Introduction to Part 2

Hegel’s overall presentation of the dialectical development of trinitarian divine subjectivity and Schelling’s daring proposal of a dynamic trinitarian God developing from three divine potencies into three divine persons have appeared to many who have studied their thought to be quite impressive, even in certain aspects persuasive. It would be hard to delimit Hegel’s and Schelling’s at least indirect, but often quite direct, influence on nineteenth-century as well as twentieth- and twenty-first-century trinitarian thought. This impact should come as little surprise in view of the insight, industry, and intention toward inclusiveness with which especially Hegel, but certainly also Schelling, have in their trinitarian thinking handled so many universal themes of ongoing human and religious importance. Without trying to be comprehensive, we could list the following themes surfacing especially in their treatments of Trinity: subjectivity and personhood; spontaneity; freedom; alienation; spirit; history; universality and particularity; community; infinity; revelation; being as becoming; spirit; and, experience and knowledge of God. Of particular importance, Hegel and Schelling have each in his own way introduced the notion of history into their very understandings of God, who, in a form of becoming, develops into divine fullness in and through history.

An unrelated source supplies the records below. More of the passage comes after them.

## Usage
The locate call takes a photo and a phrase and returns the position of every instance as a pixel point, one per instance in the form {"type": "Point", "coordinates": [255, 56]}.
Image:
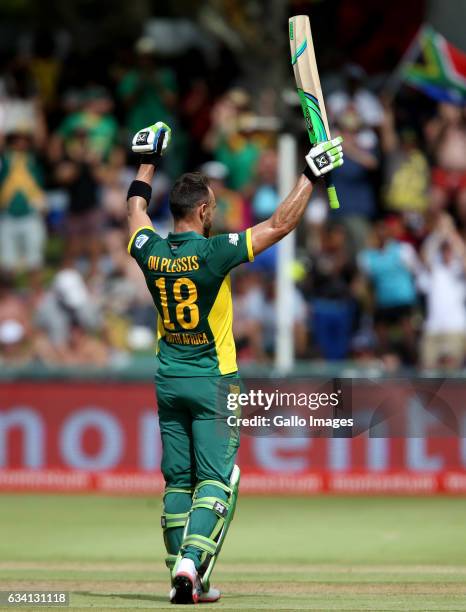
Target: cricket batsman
{"type": "Point", "coordinates": [187, 274]}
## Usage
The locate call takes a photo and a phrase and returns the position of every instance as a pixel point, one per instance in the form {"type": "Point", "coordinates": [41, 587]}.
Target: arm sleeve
{"type": "Point", "coordinates": [227, 251]}
{"type": "Point", "coordinates": [141, 243]}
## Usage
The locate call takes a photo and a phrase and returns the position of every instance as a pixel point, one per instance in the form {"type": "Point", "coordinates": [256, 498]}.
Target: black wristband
{"type": "Point", "coordinates": [150, 158]}
{"type": "Point", "coordinates": [140, 189]}
{"type": "Point", "coordinates": [310, 175]}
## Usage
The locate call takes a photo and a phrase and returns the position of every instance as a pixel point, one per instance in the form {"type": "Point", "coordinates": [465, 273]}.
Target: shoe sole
{"type": "Point", "coordinates": [185, 592]}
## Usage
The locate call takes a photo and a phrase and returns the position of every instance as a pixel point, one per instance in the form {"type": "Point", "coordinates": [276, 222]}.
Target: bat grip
{"type": "Point", "coordinates": [332, 192]}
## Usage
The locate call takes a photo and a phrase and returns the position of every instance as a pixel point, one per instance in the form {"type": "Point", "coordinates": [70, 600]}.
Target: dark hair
{"type": "Point", "coordinates": [188, 191]}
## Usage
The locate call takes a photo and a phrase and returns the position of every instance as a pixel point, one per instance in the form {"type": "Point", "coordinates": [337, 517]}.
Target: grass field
{"type": "Point", "coordinates": [324, 553]}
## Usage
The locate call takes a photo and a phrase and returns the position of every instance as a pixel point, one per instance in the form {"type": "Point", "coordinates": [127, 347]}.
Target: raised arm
{"type": "Point", "coordinates": [321, 159]}
{"type": "Point", "coordinates": [137, 204]}
{"type": "Point", "coordinates": [150, 142]}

In this part 2 we will take a look at several witnesses who give testimonials, in thought developed and word written, to the influence and resultant impact of German Idealist thinking on trinitarian thought during the nineteenth century.1 We will leave consideration of that influence on twentieth- and twenty-first-century trinitarian thinkers for parts 3 and 4. It will be somewhat more challenging to identify such influence on these later thinkers, especially given their distance in time and, later on, in place as well from the German Idealists. Happily, nineteenth-century trinitarian thinkers have themselves often referred to and explicitly expounded at some length on German Idealist thought. Such explicit reference will make it easier to identify their creative dependence on post-Kantian German Idealists in their overall trinitarian thinking and on the ways in which they structure what they see as a dynamic and developmental relationship between divine and human.

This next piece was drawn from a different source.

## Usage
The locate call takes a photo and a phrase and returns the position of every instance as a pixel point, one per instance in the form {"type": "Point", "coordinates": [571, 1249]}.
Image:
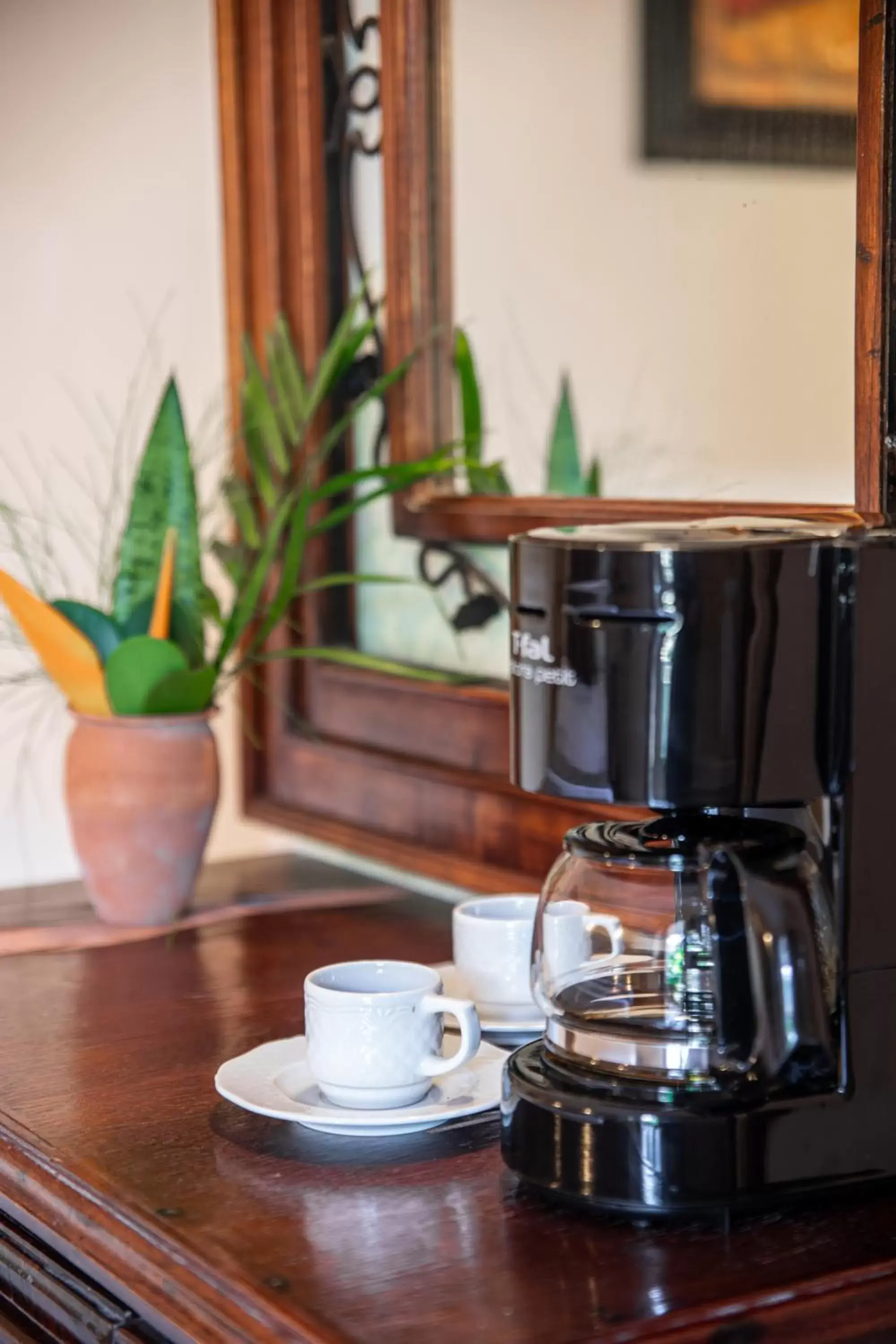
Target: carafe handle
{"type": "Point", "coordinates": [770, 1002]}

We will then in the present part 2 of our study trace the influence especially of Hegel and Schelling on selected nineteenth-century trinitarian thinkers who exemplify Idealist influence in their understandings of Trinity. Hegel’s influence on trinitarian thought is generally better known in the West than that of the later Schelling. So, while not neglecting that of Hegel, we will tend to focus slightly more on Schelling’s influence as we turn now to several nineteenth-century trinitarian thinkers. In reviewing selected aspects of their thought, we will at times note specific ways in which they rejected or, from their perspectives, corrected various positions taken by Hegel and Schelling. But our focus will remain on the more positive influence and impact of Idealist thinking on the trinitarian thought of these selected thinkers.

We should recall that the nineteenth century saw considerable study of Trinity and related questions. There were of course those who tended to concentrate more on classical Thomist and Augustinian as well as Reformation approaches to Trinity. Others picked up on and worked with what was for them more recent Idealist interpretations of Trinity. In either case, with the arrival of Idealist thought those reflecting on Trinity could not easily avoid dealing with a whole host of new or at least newly phrased questions about God. Samuel M. Powell has noted a series of such questions: “Questions about God’s self-consciousness and actuality. Does God become? If so, does God become actual through a relation with the cosmos? Is God free? Is the cosmos an element of God’s being? Is God’s knowledge of the cosmos an act of self-consciousness? In what sense is God personal? Does personality imply finitude?”2

We will concentrate on the influence and resultant impact of Idealist thought on three nineteenth-century thinkers who have entered more directly into dialogue with Idealist approaches to Trinity. In their constructive reflection they have witnessed to, and indeed provided testimonials concerning, the post-Kantian German Idealist trinitarian legacy already evident to some extent from early on in the nineteenth century. Philipp Marheineke was in his later thought truly enamored of Hegelian ideas. Much farther along in the century Isaak August Dorner worked critically and constructively with the thought of both Hegel and Schelling. Vladimir Sergeyevich Solovyov was a creative and autonomous Orthodox thinker who wrote directly of Idealist thinkers and whose trinitarian thought has a strong Idealist ring to it. We will survey their trinitarian thought, less so that of Marheineke but more so that of Dorner and especially of Solovyov, in somewhat greater detail since they are perhaps less well-known and since they represent first efforts to work with Idealist approaches to understanding Trinity. As first efforts, their constructive reflection on Trinity mirrors, though the word is perhaps a bit too strong, quite directly and explicitly various directions taken by Idealist philosophers.